When she looks back at the outcome of the 2020 election, former State Representative Margaret Good sees a disturbing pattern in Florida – a steady increase in Republican voter registrations threatening to outpace Democratic numbers.


Statewide, Republicans now claim nearly the same number of registered voters as Democrats. Democrats hold only a microscopic lead – and it’s shrinking fast. The problem

is that Republicans have done a better job registering voters. Since 2016, they have increased their registrations by 14% statewide, while Florida Democrats have grown their base by just 9%.


In the 2020 elections, Florida Democrats lost five seats in the state legislature and two seats in Congress. After successfully maintaining her seat in the Florida legislature in 2018, Good was defeated in her bid to replace seven-term Congressional incumbent Vern Buchanan.

As longtime Florida Democratic consultant Steve Schale is quoted as saying, “Without a full-frontal, professional, and accountable partisan effort to turn it around sometime before the end of this year, there will be more Republicans registered in Florida than Democrats — that has NEVER happened before.” (Source)


But Margaret Good has a plan to turn those numbers around.


She is Chairwoman of Build Local Power, a newly launched PAC that is the only independent Democratic organization in southwest Florida dedicated exclusively to voter registration, expanding on the local party’s efforts. Its goal is to register every possible Democrat in Sarasota and surrounding counties, which historically vote “red.”

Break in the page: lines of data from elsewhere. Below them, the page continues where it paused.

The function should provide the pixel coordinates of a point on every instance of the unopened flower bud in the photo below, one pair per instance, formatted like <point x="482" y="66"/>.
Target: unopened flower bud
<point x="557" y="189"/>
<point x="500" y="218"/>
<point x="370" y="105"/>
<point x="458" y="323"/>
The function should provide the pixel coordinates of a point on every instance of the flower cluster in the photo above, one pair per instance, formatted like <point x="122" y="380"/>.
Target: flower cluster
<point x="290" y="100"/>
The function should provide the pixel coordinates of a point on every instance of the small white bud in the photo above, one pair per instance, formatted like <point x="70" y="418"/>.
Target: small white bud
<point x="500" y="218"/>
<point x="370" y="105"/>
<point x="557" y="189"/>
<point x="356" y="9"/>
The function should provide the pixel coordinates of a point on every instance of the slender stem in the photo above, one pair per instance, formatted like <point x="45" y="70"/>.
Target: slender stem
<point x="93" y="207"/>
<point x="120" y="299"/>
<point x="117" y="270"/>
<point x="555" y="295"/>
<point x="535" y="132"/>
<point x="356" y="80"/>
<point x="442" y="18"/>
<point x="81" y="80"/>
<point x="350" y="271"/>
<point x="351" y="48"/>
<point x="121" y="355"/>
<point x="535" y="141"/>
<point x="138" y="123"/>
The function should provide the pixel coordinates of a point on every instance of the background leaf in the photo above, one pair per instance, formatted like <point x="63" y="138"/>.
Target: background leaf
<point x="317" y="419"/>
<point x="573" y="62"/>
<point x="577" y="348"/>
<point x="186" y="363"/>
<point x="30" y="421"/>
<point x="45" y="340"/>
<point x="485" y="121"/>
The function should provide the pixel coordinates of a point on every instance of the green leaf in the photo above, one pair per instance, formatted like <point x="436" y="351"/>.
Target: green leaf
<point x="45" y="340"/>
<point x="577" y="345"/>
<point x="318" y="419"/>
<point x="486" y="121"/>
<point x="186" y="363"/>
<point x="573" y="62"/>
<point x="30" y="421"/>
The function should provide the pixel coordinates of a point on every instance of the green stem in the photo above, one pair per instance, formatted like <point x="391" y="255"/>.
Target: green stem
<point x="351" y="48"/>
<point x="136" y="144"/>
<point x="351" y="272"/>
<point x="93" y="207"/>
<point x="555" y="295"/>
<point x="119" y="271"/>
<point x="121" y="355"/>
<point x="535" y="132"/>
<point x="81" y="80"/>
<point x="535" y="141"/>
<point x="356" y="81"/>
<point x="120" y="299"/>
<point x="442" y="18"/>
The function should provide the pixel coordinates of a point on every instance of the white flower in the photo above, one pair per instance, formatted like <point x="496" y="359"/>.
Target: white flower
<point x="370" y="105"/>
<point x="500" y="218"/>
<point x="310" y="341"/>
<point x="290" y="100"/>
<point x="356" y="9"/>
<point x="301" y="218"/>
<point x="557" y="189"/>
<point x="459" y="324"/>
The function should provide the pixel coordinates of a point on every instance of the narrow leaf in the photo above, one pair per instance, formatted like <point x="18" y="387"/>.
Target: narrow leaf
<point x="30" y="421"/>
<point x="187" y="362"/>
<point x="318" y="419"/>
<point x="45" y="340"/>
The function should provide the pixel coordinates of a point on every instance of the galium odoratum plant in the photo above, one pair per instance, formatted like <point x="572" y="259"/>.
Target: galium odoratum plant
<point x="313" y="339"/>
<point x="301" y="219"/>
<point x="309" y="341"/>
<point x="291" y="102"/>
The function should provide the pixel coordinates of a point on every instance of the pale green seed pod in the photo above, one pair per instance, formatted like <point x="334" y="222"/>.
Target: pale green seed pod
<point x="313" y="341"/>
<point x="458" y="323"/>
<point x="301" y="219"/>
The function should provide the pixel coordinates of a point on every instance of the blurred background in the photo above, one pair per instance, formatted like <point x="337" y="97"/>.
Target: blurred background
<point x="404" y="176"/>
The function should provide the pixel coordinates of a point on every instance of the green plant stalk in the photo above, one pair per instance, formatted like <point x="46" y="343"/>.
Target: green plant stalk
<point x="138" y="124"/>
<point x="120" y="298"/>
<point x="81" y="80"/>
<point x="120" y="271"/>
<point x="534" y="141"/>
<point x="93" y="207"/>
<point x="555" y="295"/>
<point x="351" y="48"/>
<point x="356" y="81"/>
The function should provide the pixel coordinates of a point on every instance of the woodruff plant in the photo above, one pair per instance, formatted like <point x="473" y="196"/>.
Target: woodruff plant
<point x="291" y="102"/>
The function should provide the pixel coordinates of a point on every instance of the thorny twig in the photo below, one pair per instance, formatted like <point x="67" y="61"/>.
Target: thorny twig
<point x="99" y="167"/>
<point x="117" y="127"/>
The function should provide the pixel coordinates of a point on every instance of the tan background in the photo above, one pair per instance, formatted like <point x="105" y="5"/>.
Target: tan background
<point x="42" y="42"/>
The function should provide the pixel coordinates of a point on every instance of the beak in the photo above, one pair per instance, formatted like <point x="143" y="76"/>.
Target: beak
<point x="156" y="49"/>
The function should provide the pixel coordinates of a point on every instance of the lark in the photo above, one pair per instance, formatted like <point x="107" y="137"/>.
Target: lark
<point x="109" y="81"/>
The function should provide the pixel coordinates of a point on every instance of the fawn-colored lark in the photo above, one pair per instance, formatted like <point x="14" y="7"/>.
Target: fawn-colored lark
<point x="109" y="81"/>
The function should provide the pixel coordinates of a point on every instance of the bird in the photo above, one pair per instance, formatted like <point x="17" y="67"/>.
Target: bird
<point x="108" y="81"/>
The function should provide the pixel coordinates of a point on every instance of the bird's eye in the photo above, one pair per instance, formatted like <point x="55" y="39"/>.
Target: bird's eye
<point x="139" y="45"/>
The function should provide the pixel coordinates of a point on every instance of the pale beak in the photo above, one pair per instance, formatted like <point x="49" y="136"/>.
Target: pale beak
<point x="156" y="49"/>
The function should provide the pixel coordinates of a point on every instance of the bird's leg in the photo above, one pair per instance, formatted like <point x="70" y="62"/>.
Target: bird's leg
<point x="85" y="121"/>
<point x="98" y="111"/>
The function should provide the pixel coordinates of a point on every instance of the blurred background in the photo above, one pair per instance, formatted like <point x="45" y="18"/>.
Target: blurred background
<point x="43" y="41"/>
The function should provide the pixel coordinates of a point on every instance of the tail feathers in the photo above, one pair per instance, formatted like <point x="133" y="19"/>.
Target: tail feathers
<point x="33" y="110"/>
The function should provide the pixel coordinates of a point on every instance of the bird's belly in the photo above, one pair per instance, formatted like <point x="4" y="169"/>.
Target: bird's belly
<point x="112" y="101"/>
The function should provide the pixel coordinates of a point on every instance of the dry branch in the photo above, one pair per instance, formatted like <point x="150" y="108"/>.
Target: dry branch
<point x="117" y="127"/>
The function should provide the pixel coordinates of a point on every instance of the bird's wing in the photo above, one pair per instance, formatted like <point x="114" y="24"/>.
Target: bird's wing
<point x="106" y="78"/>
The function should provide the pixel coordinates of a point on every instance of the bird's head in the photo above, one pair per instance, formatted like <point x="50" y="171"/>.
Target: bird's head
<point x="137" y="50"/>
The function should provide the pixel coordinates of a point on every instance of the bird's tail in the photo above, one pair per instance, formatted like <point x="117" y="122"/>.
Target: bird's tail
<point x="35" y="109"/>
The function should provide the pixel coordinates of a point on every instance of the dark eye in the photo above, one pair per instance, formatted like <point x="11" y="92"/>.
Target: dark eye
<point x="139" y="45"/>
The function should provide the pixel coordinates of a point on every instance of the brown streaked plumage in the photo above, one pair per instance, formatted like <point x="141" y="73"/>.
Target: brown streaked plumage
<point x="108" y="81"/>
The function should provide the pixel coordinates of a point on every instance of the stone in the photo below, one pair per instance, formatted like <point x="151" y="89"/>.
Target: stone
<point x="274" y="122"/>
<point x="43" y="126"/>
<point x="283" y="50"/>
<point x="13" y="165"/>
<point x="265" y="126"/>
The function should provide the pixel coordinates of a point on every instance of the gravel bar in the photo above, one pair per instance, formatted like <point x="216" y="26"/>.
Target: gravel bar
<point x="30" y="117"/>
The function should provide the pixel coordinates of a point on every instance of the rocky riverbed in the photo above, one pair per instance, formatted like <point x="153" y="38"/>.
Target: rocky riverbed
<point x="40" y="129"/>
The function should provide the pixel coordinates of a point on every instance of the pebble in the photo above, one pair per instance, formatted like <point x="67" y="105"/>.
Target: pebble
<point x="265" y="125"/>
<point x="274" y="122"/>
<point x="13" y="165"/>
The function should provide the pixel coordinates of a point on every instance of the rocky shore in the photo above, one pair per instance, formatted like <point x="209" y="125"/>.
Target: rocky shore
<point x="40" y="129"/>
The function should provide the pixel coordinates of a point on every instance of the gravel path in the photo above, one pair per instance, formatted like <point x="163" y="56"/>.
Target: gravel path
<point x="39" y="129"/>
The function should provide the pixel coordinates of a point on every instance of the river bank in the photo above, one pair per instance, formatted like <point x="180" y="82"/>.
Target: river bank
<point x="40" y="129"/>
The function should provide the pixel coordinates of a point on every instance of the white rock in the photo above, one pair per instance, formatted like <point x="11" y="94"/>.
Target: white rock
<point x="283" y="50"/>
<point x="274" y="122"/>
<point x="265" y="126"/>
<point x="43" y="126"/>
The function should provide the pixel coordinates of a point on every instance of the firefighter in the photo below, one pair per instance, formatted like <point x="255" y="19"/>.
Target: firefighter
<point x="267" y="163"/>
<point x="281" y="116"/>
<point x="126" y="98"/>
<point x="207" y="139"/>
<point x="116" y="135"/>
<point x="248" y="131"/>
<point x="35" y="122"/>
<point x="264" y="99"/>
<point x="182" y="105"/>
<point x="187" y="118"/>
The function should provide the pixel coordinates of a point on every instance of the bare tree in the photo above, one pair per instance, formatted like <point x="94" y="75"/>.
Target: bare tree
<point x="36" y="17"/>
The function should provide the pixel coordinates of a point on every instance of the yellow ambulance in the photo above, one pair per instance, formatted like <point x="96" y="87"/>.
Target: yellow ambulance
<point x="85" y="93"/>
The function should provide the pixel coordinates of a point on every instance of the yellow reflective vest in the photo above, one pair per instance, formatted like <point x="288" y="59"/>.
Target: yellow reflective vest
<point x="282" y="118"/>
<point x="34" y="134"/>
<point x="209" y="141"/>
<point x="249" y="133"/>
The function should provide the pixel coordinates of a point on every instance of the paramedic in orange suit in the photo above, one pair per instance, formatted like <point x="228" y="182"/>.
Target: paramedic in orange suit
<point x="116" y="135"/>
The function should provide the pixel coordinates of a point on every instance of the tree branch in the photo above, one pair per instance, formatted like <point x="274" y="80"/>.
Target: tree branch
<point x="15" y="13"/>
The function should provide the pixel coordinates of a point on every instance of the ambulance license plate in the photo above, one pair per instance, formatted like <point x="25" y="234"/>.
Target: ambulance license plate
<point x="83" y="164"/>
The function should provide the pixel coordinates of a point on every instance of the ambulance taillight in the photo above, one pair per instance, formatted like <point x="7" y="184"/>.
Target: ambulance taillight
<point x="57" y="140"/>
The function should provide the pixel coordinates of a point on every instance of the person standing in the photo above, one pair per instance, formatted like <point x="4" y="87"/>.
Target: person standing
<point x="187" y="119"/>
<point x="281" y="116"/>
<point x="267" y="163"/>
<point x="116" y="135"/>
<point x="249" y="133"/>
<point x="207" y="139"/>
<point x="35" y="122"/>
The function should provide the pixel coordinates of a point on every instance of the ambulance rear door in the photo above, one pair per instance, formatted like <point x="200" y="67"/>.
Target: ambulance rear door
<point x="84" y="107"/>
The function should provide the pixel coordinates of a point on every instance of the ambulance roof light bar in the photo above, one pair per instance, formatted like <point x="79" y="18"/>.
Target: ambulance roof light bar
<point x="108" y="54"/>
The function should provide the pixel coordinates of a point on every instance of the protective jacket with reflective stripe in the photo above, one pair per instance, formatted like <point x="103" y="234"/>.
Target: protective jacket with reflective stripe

While in major elections, Good says, the Democratic Party historically has focused on the big, high-profile areas such as the Miami and Orlando areas, there is real opportunity to pick up voters in less visible places.


“Florida used to look like a swing state,” she says, "but in 2020 it was not. If you look at the margins by which we are losing, it is clear that we as Democrats are not investing in every place we should. Democrats depend on South Florida and urban central Florida -- and then wish and pray for the rest.”


She notes that in 2019 Governor Ron DeSantis won by just 32,000 votes. By increasing our registrations, she is convinced, we could turn the tide.


The strategy for Build Local Power (BLP) is hyperlocal, on-the-ground community action. And hiring year-round paid staff who reflect the diversity of the people we aim to register. Rather than directing resources at communities only during key election periods, the plan is to “Build Local Power” that is sustainable year-round.


With evidence showing that large numbers of people moving to Florida are white and Republican, 54% of BLP’s registration targets people of color. Through door-to-door canvassing, BLP plans to ascertain community needs and work to help meet them. For example, if newly registered voters were to tell BLP Voter Registration Specialists that a bus line is needed in their community, BLP staff could work with the community to advocate for better transportation access.


“We need to turn up the volume. We want people on the street every single day helping to register potential Democratic voters. If you’re not working on the margins in red areas, you’re not going to win.”


Speaking of Presidential elections she says, “Democrats have always focused on the top of the ticket with a focus on urban core areas. In order to be competitive long-term, we need to think long term and judge our success by incremental wins.”


Good thinks it is essential for Democrats to wage campaigns for public office at all levels.

“With all these unfair policies against trans kids, local abortion bans, and attempts to control school curricula, we see a movement from the Right to create extremism in local government.


“But if we can flip just one County Commission seat or one school board seat, people will start to hear a different point of view. And if we can ‘Build Local Power’ by getting more Democrats into office at all levels, then we will have champions in local government who will stand up and act when they see injustice.”


Good and her team hope to raise $1.5K by October 2022 to pay for staff, canvassers, and literature. “At this point, nobody else has full-time paid staff on the ground in our area registering Democratic voters.” she says. “We have to build for long-term success.”